Diskusi Ilmiah Formetika Bulan Maret 2022

Pontianak, 23 Maret 2022

Pada hari Senin, 21 Maret 2022 telah dilakukan diskusi ilmiah secara online membahas tentang evaluasi operasional BMKG di Kalimantan Barat, kejadian cuaca ekstrem dan potensi terjadinya kondisi ekstrem kembali bulan April  2022. Acara ini melibatkan 8 Kepala UPT BMKG Kalimantan Barat beserta para Prakirawan dan Tim TU BMKG Kalbar.

 

Peningkatan layanan informasi meteorologi, klimatologi, dan geofisika terus dilakukan di UPT BMKG Kalbar melalui berbagai media setiap UPT antara lain website, instagram, facebook, twitter, youtube, radio, email, group percakapan whatsapp dan telegram.
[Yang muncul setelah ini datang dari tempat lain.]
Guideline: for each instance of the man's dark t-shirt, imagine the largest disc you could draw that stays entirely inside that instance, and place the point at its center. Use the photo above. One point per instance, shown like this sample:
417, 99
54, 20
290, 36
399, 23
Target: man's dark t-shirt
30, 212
Bagi UPT yang saat ini belum mempunyai website dapat membuat landing page yang cukup mudah dibuatnya dan telah banyak penyedianya secara gratis.

 

Kondisi cuaca pada bulan Februari hingga pertengahan maret dominan terjadinya jeda hujan yang memicu terjadinya kebakaran hutan dan lahan di beberapa wilayah Kalbar bagian barat. Wilayah Kalimantan Barat bagian timur curah hujan masih cukup banyak, sehingga memicu terjadinya bencana banjir ataupun tanah longsor di beberapa wilayah. Informasi awal potensi terjadinya kebakaran hutan dan lahan serta informasi peringatan curah hujan tinggi telah disampaikan melalui surat resmi ke Pemerintah Daerah, Stakeholder, dan Instansi terkait. Informasi juga disampaikan melalui press release yang disebarkan ke berbagai media, yang selanjutnya informasi tersebut diperbarui rutin dan secara berkala.

 

Berdasarkan prakiraan curah hujan bulan April hingga Juni 2022 di Kalbar terindikasi beberapa wilayah curah hujannya menengah hingga rendah yaitu di Kab. Sambas, sementara curah hujan tinggi dominan terjadi di Kalimantan Barat bagian timur. Pada wilayah Kalimantan Barat bagian timur tersebut potensi curah hujannya kategori Rendah hingga Menengah.

 

Kondisi umum gelombang pada bulan April hingga Mei 2022 diprakirakan tidak terlalu signifikan, namun perlu diwaspadai peningkatan tinggi gelombang ketika terjadi cuaca ekstrem berupa hujan lebat dan angin kencang di laut bisa meningkatkan tinggi gelombang.

 

Stasiun Meteorologi Ketapang menyampaikan paparan nilai ekstrem curah hujan, suhu udara, kecepatan angin dan unsur lainnya. Banyak wilayah Kalbar terdeteksi sebagai titik panas pada kejadian el nino lemah maupun kuat. Sehingga wilayah Kab. Ketapang ke depan masih perlu terus waspada potensi mudahnya terjadi kebakaran hutan dan lahan terutama jika terdapat potensi hujan rendah kurang dari 150 mm per bulan.

 

Delapan UPT BMKG Kalimantan Barat berkomitmen memberikan informasi peringatan dini akan terjadinya cuaca dan iklim ekstrem melalui media-media intern, media cetak dan media massa lokal, demi minimalnya terjadi resiko akibat bencana hidrometeorologis.